4.5. Voorshands bestaat er geen reden om te twijfelen aan de mededeling van de Staat dat hij ter uitvoering van het nadere onderzoek onvoldoende gelijkwaardige laarzen en sokken tot zijn beschikking heeft. Anders dan Haix kennelijk meent, is de Staat niet gehouden om ter nadere onderbouwing van deze mededeling bescheiden over te leggen waaruit zou moeten volgen wat er met de eerder aangeleverde laarzen en sokken is gebeurd. Zonder nadere toelichting - die ontbreekt - is het voornemen van de Staat om het nadere onderzoek uit te voeren op nieuwe laarzen en sokken evenmin in strijd met het gelijkheidsbeginsel of het zorgvuldigheidsbeginsel.
Gelet op het voorgaande moet de primaire vordering van Haix worden afgewezen.
4.6. Mede gelet op de onder 4.2 vermelde aan de aanbestedende dienst toekomende (beleids)vrijheid is de Staat in beginsel niet gehouden om waarborgen op te nemen in de door hem voorziene beoordelingssystematiek. Zonder concrete aanwijzingen die duiden op het tegendeel, mag de Staat erop vertrouwen dat de beide inschrijvers voor het nadere onderzoek laarzen en sokken aanleveren die niet afwijken van hetgeen waarmee zij hebben ingeschreven en wat zij eerder hebben aangeleverd. In de omstandigheid dat Meindl heeft ingeschreven met een alternatieve sok waarvoor zij blijkens de onder 2.11 vermelde verklaring niet instaat voor de brandwerende eigenschappen, hetgeen door de Staat eerst ter gelegenheid van het eerder tussen partijen gevoerde kort geding is onderkend, ziet de voorzieningenrechter - mede nu het gedrag van Meindl kan duiden op een oorspronkelijk manipulatief voornemen - evenwel aanleiding de Staat te bevelen een waarborg in te bouwen om vast te stellen of de door beide inschrijvers voor het nadere onderzoek nieuw aan te leveren laarzen en sokken (niet) afwijken van hetgeen waarmee zij hebben ingeschreven en eerder in de procedure door hen is aangeleverd.
4.7. Slotsom van het voorgaande is dat de subsidiaire vordering van Haix op de hierna te vermelden wijze zal worden toegewezen.
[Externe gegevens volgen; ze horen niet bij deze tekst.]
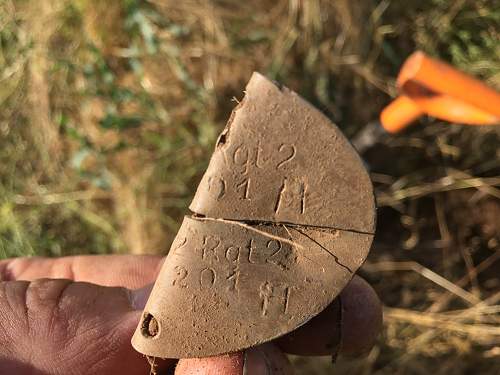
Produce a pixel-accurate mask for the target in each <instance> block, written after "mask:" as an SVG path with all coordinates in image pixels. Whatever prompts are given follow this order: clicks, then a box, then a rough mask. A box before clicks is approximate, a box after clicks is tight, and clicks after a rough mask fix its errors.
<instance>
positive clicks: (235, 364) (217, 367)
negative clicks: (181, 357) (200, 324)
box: [175, 352, 244, 375]
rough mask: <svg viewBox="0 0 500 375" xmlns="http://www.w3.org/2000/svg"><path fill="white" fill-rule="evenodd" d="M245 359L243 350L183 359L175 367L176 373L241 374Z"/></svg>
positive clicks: (201, 373)
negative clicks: (211, 355)
mask: <svg viewBox="0 0 500 375" xmlns="http://www.w3.org/2000/svg"><path fill="white" fill-rule="evenodd" d="M243 361H244V356H243V353H241V352H239V353H232V354H226V355H222V356H218V357H209V358H188V359H181V360H179V362H178V364H177V367H176V368H175V375H216V374H217V375H241V374H243Z"/></svg>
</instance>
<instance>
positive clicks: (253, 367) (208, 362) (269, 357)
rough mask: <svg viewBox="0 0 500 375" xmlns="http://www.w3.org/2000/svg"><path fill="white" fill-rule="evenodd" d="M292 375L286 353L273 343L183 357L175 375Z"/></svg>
mask: <svg viewBox="0 0 500 375" xmlns="http://www.w3.org/2000/svg"><path fill="white" fill-rule="evenodd" d="M195 374H196V375H215V374H217V375H242V374H244V375H246V374H248V375H292V374H293V370H292V367H291V365H290V363H289V362H288V359H287V358H286V357H285V355H284V354H283V353H282V352H281V351H280V350H279V349H278V348H277V347H276V346H275V345H273V344H265V345H261V346H258V347H255V348H251V349H248V350H247V351H246V352H244V353H242V352H240V353H233V354H227V355H223V356H218V357H210V358H190V359H181V360H180V361H179V363H178V364H177V367H176V369H175V375H195Z"/></svg>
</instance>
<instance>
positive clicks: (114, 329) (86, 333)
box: [0, 279, 170, 375]
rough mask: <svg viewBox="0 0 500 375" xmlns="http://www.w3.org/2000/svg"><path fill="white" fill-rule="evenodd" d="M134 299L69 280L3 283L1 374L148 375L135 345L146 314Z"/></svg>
mask: <svg viewBox="0 0 500 375" xmlns="http://www.w3.org/2000/svg"><path fill="white" fill-rule="evenodd" d="M133 294H134V293H133V292H130V291H129V290H127V289H124V288H111V287H102V286H97V285H94V284H89V283H82V282H72V281H70V280H48V279H42V280H37V281H33V282H26V281H9V282H0V374H18V375H24V374H33V373H37V374H38V373H40V374H56V373H57V374H89V375H94V374H123V375H136V374H137V375H142V374H147V373H148V371H149V369H150V366H149V364H148V363H147V361H146V359H145V358H144V357H143V356H142V355H141V354H139V353H137V352H136V351H135V350H134V349H133V348H132V345H131V344H130V338H131V337H132V334H133V332H134V330H135V328H136V325H137V322H138V321H139V318H140V315H141V312H140V311H139V310H136V309H135V308H136V306H134V305H133V304H132V302H133V301H134V298H132V296H133ZM169 364H170V363H169V362H165V363H163V364H162V365H163V366H166V365H169Z"/></svg>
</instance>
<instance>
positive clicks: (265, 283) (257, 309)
mask: <svg viewBox="0 0 500 375" xmlns="http://www.w3.org/2000/svg"><path fill="white" fill-rule="evenodd" d="M190 209H191V211H192V212H193V213H194V214H193V215H191V216H186V217H185V218H184V221H183V223H182V225H181V228H180V230H179V232H178V233H177V236H176V238H175V240H174V242H173V244H172V247H171V249H170V252H169V254H168V256H167V258H166V261H165V263H164V265H163V268H162V269H161V272H160V274H159V276H158V279H157V281H156V284H155V286H154V288H153V291H152V293H151V295H150V297H149V300H148V302H147V304H146V307H145V310H144V313H143V316H142V319H141V321H140V322H139V325H138V327H137V330H136V332H135V334H134V336H133V338H132V345H133V346H134V348H135V349H136V350H137V351H139V352H141V353H143V354H145V355H148V356H154V357H162V358H190V357H207V356H213V355H218V354H223V353H229V352H235V351H240V350H244V349H246V348H249V347H252V346H255V345H258V344H261V343H264V342H267V341H270V340H272V339H274V338H277V337H280V336H283V335H285V334H287V333H289V332H290V331H292V330H294V329H296V328H298V327H300V326H301V325H303V324H305V323H306V322H307V321H309V320H310V319H311V318H313V317H314V316H316V315H317V314H319V313H320V312H321V311H322V310H324V309H325V308H326V307H327V306H328V305H329V304H330V303H331V302H332V301H333V299H334V298H335V297H336V296H337V295H338V294H339V293H340V292H341V290H342V289H343V288H344V287H345V286H346V284H347V283H348V282H349V280H350V279H351V278H352V276H353V274H354V272H356V270H357V269H358V268H359V267H360V266H361V265H362V264H363V262H364V260H365V259H366V256H367V255H368V251H369V249H370V246H371V242H372V239H373V235H374V231H375V201H374V196H373V187H372V184H371V182H370V179H369V177H368V173H367V172H366V170H365V168H364V166H363V163H362V161H361V159H360V157H359V156H358V155H357V153H356V151H355V150H354V149H353V147H352V146H351V144H350V143H349V142H348V141H347V139H346V138H345V137H344V136H343V134H342V133H341V132H340V130H339V129H338V128H337V127H336V126H335V125H334V124H332V123H331V122H330V121H329V120H328V119H327V118H326V117H325V116H324V115H323V114H321V113H320V112H319V111H318V110H316V109H315V108H314V107H312V106H311V105H310V104H308V103H307V102H306V101H305V100H303V99H302V98H300V97H299V96H298V95H297V94H296V93H294V92H293V91H291V90H289V89H287V88H286V87H278V86H276V85H275V84H274V83H272V82H271V81H269V80H268V79H266V78H265V77H264V76H262V75H260V74H258V73H254V74H253V76H252V78H251V79H250V81H249V83H248V85H247V87H246V95H245V97H244V99H243V101H242V102H241V103H240V104H239V105H238V106H237V107H236V108H235V109H234V111H233V113H232V115H231V118H230V119H229V122H228V124H227V125H226V128H225V129H224V131H223V132H222V134H221V135H220V137H219V139H218V141H217V145H216V149H215V151H214V154H213V155H212V158H211V160H210V164H209V166H208V169H207V171H206V173H205V175H204V176H203V178H202V180H201V182H200V185H199V186H198V189H197V192H196V195H195V197H194V199H193V202H192V203H191V205H190Z"/></svg>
4.8. In de omstandigheid dat partijen over en weer in het (on)gelijk zijn gesteld, ziet de voorzieningenrechter aanleiding te bepalen dat iedere partij de eigen proceskosten draagt.
- gebiedt de Staat om in het nadere onderzoek waarborgen in te bouwen ten einde vast te stellen of de nieuw aan te leveren laarzen en sokken (niet) afwijken van hetgeen waarmee de inschrijvers hebben ingeschreven en eerder in de procedure door hen is aangeleverd;
- verklaart dit vonnis tot zover uitvoerbaar bij voorraad;
- bepaalt dat iedere partij de eigen kosten draagt.
Dit vonnis is gewezen door mr. R.J. Paris en in het openbaar uitgesproken op 16 oktober 2012.